Nesta hora de recordações vem à memória o saudoso Padre Dinis Lopes, com quem convivi desde tenra idade. Foi por seu intermédio que a igreja paroquial passou para o Santuário, à entrada da via que liga a freguesia ao Monte de S. Félix, retirando esse velho direito à mais acanhada igreja situada no lugar com a mesma denominação (como se compreende), onde se situa ainda a residência paroquial mais a sua lendária ramada, onde uma noite ficou dependurado o corpo de um salteador, atingido com uma bala de carabina disparada como defesa pelo pároco da freguesia, segundo reza o livro “Zé do Telhado no Minho – fastos das maltas de ladrões”, da autoria do esposendense Manuel de Boaventura, falecido com 88 anos no princípio da década de 60 do século passado, na sua freguesia de Vila Chã, e que tem o seu nome bem ligado à Póvoa de Varzim, não só através dos seus livros de contos, como também pela colaboração sempre bem aceite no extinto “Comércio da Póvoa”, ao ponto de merecer a perpetuação do seu nome numa artéria da cidade poveira, para os lados dos Mourões.

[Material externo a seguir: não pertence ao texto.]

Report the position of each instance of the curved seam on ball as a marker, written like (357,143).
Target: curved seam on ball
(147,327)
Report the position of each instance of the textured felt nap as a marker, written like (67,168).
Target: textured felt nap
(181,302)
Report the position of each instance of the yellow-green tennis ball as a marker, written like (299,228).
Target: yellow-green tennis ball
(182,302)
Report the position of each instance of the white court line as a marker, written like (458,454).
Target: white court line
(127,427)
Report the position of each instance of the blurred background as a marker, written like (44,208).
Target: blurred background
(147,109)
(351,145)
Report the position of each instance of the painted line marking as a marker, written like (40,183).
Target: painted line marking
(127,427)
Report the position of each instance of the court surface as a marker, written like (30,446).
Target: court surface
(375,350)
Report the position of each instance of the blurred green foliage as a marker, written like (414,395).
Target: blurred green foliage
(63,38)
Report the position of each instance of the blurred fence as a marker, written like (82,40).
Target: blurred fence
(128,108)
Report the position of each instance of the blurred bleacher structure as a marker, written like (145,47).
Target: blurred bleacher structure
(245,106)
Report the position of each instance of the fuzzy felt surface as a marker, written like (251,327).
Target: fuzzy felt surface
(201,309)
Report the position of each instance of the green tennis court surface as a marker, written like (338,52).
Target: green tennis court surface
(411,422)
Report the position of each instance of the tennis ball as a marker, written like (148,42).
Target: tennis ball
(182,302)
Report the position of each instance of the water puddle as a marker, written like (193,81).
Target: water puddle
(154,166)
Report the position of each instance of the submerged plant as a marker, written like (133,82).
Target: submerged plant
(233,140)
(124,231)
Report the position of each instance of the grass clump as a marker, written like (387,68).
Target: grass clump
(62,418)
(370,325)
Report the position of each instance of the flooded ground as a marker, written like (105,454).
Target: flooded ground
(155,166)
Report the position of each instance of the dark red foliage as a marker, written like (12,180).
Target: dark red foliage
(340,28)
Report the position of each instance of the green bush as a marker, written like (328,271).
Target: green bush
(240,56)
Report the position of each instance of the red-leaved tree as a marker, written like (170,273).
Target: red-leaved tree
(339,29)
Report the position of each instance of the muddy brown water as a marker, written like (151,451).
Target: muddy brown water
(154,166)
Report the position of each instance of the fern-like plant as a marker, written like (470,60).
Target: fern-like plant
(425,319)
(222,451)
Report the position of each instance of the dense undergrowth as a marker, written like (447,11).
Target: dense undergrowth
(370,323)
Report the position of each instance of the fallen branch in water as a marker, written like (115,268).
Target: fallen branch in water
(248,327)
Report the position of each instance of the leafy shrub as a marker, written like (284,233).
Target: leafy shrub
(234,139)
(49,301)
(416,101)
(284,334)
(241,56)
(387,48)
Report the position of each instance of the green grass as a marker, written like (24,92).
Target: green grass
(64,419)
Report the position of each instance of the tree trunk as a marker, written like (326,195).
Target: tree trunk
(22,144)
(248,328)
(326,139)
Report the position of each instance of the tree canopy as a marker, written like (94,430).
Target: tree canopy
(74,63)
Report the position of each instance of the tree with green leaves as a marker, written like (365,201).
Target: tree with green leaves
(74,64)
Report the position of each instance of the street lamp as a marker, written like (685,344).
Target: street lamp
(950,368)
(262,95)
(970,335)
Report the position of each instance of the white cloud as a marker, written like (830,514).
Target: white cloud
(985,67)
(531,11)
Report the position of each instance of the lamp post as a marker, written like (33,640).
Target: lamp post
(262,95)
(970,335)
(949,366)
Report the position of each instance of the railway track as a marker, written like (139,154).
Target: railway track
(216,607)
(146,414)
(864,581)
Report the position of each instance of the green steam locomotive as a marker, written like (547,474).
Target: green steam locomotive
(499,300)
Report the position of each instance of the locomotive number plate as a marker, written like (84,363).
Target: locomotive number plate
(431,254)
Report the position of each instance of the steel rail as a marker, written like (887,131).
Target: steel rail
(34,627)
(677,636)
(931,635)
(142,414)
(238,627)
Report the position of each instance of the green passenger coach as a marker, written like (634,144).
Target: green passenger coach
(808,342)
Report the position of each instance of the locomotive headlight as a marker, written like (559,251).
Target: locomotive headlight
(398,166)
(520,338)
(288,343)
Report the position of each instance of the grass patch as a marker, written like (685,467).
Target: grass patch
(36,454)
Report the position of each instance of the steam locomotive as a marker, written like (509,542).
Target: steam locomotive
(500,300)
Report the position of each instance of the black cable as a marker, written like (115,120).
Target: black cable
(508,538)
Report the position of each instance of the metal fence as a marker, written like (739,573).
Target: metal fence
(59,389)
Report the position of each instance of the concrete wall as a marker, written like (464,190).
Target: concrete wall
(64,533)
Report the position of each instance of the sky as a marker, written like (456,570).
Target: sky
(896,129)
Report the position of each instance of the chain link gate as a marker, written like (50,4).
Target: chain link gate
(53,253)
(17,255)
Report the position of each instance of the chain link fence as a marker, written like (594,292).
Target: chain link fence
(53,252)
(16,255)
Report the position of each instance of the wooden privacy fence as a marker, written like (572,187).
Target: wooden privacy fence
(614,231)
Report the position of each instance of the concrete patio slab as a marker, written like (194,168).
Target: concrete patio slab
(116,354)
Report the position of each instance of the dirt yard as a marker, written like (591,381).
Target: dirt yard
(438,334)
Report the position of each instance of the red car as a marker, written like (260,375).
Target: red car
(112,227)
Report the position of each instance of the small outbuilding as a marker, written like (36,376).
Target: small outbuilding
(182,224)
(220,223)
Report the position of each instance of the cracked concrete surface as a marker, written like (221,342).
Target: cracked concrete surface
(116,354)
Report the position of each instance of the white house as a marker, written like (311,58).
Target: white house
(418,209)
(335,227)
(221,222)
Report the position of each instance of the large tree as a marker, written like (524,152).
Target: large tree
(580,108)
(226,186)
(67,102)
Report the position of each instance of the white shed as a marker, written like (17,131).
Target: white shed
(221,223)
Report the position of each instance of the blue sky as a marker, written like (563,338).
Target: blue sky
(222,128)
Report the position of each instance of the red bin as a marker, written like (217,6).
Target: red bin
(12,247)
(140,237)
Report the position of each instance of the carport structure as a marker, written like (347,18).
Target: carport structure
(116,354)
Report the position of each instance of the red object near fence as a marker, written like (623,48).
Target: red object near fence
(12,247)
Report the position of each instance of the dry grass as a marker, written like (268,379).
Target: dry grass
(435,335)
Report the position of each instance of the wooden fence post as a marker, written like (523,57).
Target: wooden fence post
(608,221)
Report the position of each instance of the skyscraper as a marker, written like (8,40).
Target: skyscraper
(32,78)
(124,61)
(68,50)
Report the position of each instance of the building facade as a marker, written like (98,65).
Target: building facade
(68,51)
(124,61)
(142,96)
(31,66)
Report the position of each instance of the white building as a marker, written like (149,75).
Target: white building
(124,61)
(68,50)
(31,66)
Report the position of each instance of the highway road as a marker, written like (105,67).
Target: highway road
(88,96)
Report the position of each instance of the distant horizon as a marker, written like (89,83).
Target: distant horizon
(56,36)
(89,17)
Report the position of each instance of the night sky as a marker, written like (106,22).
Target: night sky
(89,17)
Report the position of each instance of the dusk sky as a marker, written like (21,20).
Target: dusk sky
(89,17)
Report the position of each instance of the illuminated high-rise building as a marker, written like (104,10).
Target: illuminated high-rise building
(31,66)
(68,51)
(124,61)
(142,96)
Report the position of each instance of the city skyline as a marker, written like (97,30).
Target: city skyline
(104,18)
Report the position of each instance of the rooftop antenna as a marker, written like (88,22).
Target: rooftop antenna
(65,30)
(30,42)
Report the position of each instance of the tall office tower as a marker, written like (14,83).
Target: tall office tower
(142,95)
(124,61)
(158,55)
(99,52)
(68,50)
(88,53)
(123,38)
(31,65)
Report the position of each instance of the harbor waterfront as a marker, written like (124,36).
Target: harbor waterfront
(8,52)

E que mundo de recordações nos trouxe a oficialização do “Montis Lanutus” que tem à sua frente, como
fundador, não o Ismael “de vista escanada” dos anos 80, mas sim o Coronel Ismael Gomes Alves, a quem presto a minha singela homenagem neste arrazoado de coisas que transformaram Laúndos de aldeia de carquejeiras, madeireiros (simbolizados no seu brasão) e artesãos de peças de linho e mantas de trapos tecidos nos tão tradicionais teares manuais, numa bem apetrechada freguesia poveira que teve a arte e poder de sacudir uma lixeira e transformá-la num local aprazível de lazer onde prevalece o sonho do Abraão Cruz de ali nascer um amplo espaço para veículos aéreos… o que até condiz com a vivência de quem acaba de criar um espaço cultural vocacionado nas vertentes das Letras, Artes e História, situado na parte mais alta do concelho da Póvoa de Varzim.
Que me desculpem esta longa narrativa os que tiverem a pachorra de ainda me aturarem neste descobrir de velhas estórias que engrossam a História Poveira.